La civilización de Egipto ha sido, junto a la de Mesopotamia, una de las primeras en representar vida desarrollada y civilizada en el planeta Tierra o al menos de la que se tiene registro, siendo esta la que se asentaó alrededor del río Nilo, como parte cultural, política, artística y social del Neolítico siendo esta sus raíces, junto al arte prehistórico.
A pesar de ello, las características que comienzan a tomar presencia del arte egipcio inician aproximadamente a partir del año 3.000 antes de Cristo, quedándose presente hasta la aparición de éste.
El arte egipcio se considera como uno de los más representativos movimientos artísticos desarrollados en la Antigüedad Egipcia. La cantidad de obras que se desarrollaron fue a gran escala y de grandes magnitudes, así como monumentales. Todas ellas estaban estrechamente relacionadas con grandes simbolismos, conteniendo temas tanto funerarios, como religiosos.
A pesar de ello, es importante considerar que se ha determinado obra de arte a todo el desarrollo de estas culturas en tanto a arquitectura, joyería, escultura y pintura como descripción moderna ante estos grandes objetos. Para los egipcios, no era este el término generado a ello sino más bien se consideraban artesanos que quedarían en el anonimato.
La mayoría de las pinturas se realizaron en las paredes de las pirámides. Estas obras representaban la vida de los faraones, las acciones de los dioses, la vida después de la muerte, entre otros temas de la vida religiosa. Estos dibujos se hicieron de manera que las figuras se mostraran de perfil.
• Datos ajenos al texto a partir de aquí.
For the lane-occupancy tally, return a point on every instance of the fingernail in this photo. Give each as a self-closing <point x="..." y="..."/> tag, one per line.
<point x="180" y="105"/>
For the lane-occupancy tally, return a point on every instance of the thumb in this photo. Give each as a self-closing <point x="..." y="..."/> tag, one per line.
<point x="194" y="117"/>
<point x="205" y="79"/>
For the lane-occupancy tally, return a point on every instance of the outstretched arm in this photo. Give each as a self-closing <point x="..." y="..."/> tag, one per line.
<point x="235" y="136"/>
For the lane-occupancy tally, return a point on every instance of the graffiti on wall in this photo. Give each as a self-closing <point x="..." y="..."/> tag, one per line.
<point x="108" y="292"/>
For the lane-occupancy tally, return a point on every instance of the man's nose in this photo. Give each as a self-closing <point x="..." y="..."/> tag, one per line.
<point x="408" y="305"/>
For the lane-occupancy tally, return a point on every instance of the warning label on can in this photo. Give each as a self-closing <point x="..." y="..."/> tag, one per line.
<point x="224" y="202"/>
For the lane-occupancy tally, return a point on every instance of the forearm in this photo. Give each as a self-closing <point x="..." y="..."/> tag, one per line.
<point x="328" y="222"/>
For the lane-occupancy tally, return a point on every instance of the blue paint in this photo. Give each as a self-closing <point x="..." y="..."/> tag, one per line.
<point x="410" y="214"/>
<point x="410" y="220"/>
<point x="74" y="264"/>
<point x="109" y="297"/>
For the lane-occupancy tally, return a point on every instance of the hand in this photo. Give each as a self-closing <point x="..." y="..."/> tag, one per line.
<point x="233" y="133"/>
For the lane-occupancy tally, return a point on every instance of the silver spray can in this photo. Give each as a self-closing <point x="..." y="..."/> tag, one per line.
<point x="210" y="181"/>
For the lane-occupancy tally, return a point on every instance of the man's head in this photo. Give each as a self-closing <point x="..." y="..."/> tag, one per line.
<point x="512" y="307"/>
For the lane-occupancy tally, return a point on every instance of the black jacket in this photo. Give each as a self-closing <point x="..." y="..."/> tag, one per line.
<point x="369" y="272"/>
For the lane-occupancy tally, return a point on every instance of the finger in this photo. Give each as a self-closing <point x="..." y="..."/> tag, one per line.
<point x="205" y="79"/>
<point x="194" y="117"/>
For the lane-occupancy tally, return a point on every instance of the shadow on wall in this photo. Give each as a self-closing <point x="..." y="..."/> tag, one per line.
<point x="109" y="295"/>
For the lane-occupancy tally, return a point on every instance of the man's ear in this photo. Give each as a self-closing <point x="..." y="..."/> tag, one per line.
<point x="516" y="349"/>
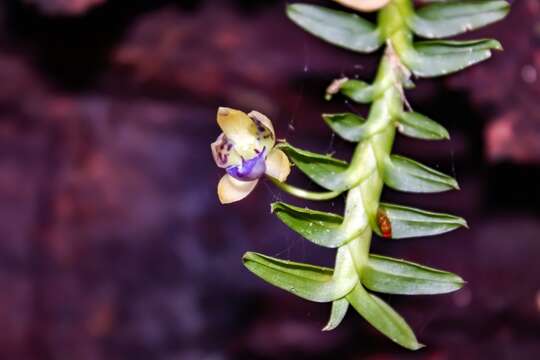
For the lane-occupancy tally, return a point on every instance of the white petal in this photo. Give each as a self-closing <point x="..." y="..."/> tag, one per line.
<point x="278" y="165"/>
<point x="231" y="190"/>
<point x="364" y="5"/>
Los egipcios no trabajaban con la técnica de la perspectiva (imágenes tridimensionales). Los dibujos iban acompañados de textos, realizados en escritura jeroglífica (las palabras y expresiones se representaban con dibujos).
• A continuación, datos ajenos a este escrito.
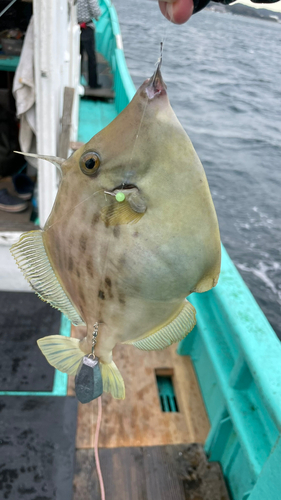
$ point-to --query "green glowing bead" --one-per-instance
(120, 197)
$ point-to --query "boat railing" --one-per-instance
(237, 359)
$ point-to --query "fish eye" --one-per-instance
(89, 163)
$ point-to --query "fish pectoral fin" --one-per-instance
(112, 380)
(62, 352)
(117, 214)
(31, 257)
(171, 333)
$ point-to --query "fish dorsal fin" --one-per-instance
(171, 333)
(119, 213)
(31, 257)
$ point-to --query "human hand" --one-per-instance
(177, 11)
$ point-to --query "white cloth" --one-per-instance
(24, 94)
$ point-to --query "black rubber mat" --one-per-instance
(37, 447)
(24, 318)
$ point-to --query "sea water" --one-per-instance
(223, 74)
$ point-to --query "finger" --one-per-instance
(178, 12)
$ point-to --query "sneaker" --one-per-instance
(10, 203)
(24, 186)
(97, 86)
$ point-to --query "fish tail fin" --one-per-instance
(62, 352)
(112, 380)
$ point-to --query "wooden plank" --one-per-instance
(139, 420)
(66, 122)
(178, 472)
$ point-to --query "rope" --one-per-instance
(96, 449)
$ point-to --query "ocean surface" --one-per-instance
(223, 74)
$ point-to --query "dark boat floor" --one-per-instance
(174, 472)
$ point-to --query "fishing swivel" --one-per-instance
(88, 379)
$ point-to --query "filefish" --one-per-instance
(133, 232)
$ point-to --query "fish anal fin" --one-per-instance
(62, 352)
(175, 331)
(32, 259)
(117, 214)
(112, 380)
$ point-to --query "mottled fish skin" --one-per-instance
(133, 277)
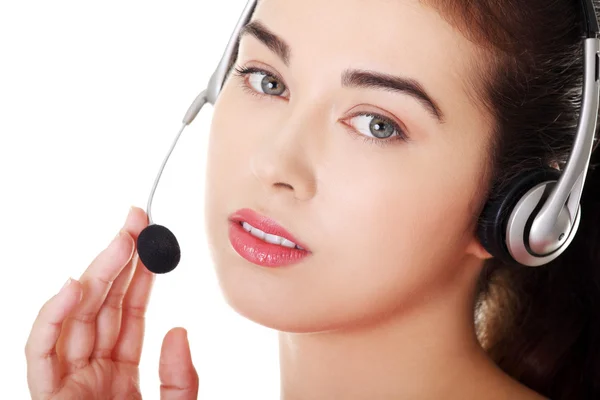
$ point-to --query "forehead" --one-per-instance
(391, 36)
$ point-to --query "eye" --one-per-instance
(261, 82)
(377, 128)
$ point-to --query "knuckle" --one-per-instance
(84, 317)
(137, 312)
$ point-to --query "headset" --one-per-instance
(530, 224)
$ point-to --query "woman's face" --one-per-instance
(380, 184)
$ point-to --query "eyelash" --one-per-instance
(399, 136)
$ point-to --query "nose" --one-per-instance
(283, 161)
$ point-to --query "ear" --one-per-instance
(475, 248)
Las tintas se obtuvieron de la naturaleza (polvo de mineral, sustancias orgánicas, etc.).
Se encontraron varias esculturas de oro en las tumbas de varios faraones. Los artistas egipcios conocían muy bien las técnicas de trabajo artístico en oro.
Hacían estatuillas que representaban a dioses y diosas de la religión politeísta egipcia. El oro también se utilizaba para fabricar máscaras mortuorias que servían para proteger el rostro de la momia.
Los egipcios desarrollaron diversas habilidades matemáticas. Con ello, pudieron levantar obras que sobreviven hasta nuestros días. Se construyeron templos, palacios y pirámides en honor a los dioses y a los faraones.
Eran grandiosos e imponentes, ya que estaban destinados a mostrar el poder del faraón. Se construyeron con bloques de piedra, utilizando mano de obra esclava para el trabajo pesado.